AI’s potential to spot gaps in software would still leave cyber teams with the same challenges they’ve been facing for the last few years: fix weaknesses as quickly as possible.

“Even if Mythos is able to find and suggest patches, it requires the entity who’s been notified to then deploy those responsibly,” said Chinmayi Sharma, associate professor at Fordham Law School focusing her research on cyber and AI. “I’m not saying that there’s rampant disregard for security, but it’s pretty non-controversial to say that in the public and private sector there just hasn’t been the attention towards security that many would want.”

As the latest models compress the time it takes to infiltrate defenses, teams will have to shift away from periodic testing or patching.

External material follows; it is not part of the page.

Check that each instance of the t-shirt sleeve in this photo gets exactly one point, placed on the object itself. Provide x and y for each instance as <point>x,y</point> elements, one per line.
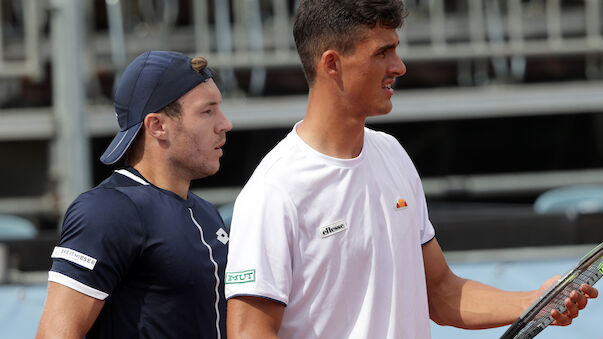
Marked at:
<point>259,258</point>
<point>100,240</point>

Most importantly, companies have to “continually invest in cybersecurity,” Morgan Adamski, US cyber, data, and tech risk leader at PwC, said during an April press briefing. “Cybersecurity is going to be critical for companies to invest in over the next couple years, especially with what’s coming from an AI perspective and how adversaries are already leveraging it to gain access to networks at a scope and speed that is very difficult to keep up with.”

A New Era

The new models could also scramble how cybersecurity vendors operate.

“It’s a threat to firms whose business model really depends on scarcity and manual labor and slow assessments,” Easterly, now a CEO with RSAC, said. “But it’s a major opportunity for companies that can help customers operationalize AI at defender speed.”

As vendors pivot to adapt to companies’ needs, chief information security officers (or CISOs) will be tasked with finding the right investments.

“It’s very, very important for CISOs and leaders responsible for governance to stay on top of these developments and to incorporate these tools as rapidly as they become available on the defensive side,” Mayer Brown’s Herring said.

Internally, CISOs are also pulled in different directions as they attempt to keep track of business units’ own use of AI—whether it’s a financial officer or human resources representative that wants to use new AI tools for their own business needs, said Geoff Hancock, chief information security officer & CEO at PurpleSec, a cyber company.

There are other ways CISOs will have to prepare because breaches are now inevitable, Rubin of Illumio said.

“You better prioritize resilience,” he said, “because recovering from one is going to be as or more important than preventing all of them, which we’ve clearly proven we cannot do.”